In many classrooms, students reported spending a great deal of time preparing for state tests. “The teachers in such classrooms rarely show the highest value-added on state tests,” the policy brief said.
Third, the average student knows effective teaching when he or she experiences it. When collected appropriately, student perceptions of a teacher correlate to the teacher’s value-added estimates.
“When students report positive classroom experiences, those classrooms tend to achieve greater learning gains, and other classrooms taught by the same teacher appear to do so as well,” the policy brief said.
“Students’ perceptions have two other welcome characteristics: They provide a potentially important measure that can be used in non-tested grades and subjects. In addition, the information received by the teacher is more specific and actionable than value-added scores or test results alone,” it added.

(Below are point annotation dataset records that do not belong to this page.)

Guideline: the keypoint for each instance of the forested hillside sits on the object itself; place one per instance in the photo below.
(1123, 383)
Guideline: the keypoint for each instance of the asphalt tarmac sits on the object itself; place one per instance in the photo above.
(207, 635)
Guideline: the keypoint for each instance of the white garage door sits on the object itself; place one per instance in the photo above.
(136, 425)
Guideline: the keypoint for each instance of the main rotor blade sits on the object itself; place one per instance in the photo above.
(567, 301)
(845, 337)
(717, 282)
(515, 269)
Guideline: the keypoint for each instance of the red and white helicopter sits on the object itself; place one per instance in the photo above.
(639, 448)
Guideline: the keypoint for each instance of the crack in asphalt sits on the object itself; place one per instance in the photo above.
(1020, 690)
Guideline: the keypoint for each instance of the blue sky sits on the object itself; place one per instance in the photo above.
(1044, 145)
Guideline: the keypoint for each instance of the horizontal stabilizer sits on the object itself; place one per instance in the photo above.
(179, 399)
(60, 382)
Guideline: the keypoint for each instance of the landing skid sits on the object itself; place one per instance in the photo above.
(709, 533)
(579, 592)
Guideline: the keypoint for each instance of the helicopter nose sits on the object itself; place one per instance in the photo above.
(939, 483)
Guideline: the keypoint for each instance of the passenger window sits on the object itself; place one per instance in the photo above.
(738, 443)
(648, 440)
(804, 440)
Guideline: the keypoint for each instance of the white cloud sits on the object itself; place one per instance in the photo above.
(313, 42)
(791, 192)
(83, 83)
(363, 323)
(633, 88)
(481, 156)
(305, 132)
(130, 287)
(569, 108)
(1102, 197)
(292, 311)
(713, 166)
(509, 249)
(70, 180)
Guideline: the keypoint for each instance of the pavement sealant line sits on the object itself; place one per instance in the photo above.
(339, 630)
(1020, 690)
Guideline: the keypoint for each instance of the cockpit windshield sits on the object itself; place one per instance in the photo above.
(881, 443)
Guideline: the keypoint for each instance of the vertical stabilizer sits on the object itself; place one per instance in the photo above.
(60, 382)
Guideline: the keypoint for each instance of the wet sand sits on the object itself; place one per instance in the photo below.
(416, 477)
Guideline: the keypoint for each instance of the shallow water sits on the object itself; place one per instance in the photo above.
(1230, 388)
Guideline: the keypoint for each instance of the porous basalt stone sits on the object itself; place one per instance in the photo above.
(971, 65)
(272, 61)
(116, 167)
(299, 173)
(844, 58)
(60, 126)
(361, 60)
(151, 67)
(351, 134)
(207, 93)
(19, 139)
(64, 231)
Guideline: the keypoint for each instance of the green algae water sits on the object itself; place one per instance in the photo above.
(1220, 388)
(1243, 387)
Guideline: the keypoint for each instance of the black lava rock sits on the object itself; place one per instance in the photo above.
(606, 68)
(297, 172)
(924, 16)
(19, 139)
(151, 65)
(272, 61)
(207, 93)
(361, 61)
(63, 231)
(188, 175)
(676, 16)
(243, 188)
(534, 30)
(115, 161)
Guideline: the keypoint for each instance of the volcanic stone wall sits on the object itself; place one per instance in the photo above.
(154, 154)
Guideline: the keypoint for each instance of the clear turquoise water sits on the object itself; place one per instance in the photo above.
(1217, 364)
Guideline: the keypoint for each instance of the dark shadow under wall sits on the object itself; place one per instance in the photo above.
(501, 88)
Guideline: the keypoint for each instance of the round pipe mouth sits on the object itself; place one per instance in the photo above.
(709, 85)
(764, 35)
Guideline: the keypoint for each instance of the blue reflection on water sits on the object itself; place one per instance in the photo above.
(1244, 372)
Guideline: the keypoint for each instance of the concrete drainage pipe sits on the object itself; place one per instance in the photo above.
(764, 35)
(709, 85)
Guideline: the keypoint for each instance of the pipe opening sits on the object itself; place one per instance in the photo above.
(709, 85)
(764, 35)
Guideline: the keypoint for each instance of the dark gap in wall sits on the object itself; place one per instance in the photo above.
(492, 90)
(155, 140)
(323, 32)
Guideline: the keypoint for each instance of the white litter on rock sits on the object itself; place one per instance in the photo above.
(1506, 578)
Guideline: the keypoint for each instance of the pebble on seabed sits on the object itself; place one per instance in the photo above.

Fourth, valid feedback need not be limited to test scores alone. By combining different sources of data, it is possible to provide diagnostic, targeted feedback to teachers who are eager to improve.
“The public discussion usually portrays only two options: the status quo (where there is no meaningful feedback for teachers) and a seemingly extreme world in which tests scores alone determine a teacher’s fate. Our results suggest that’s a false choice. It is possible to combine measures from different sources to get a more complete picture of teaching practice,” the policy brief said.
“Value-added scores alone, while important, do not recommend specific ways for teachers to improve,” it concluded.
Action steps for school leaders
“Reinventing the way we develop and evaluate teachers will require a thorough culture change in our schools,” the policy brief said. The researchers recommend that school leaders begin:
- Working with teachers to develop accurate lists of the students in their care, so that value-added data are as accurate as possible;
- Using confidential surveys to collect student feedback on specific aspects of a teacher’s practice, including those in non-tested grades and subjects;
- Retraining those who do classroom observations to provide more meaningful feedback; and
- Regularly checking that the measures they use allow them to explain the variation in student achievement gains among teachers.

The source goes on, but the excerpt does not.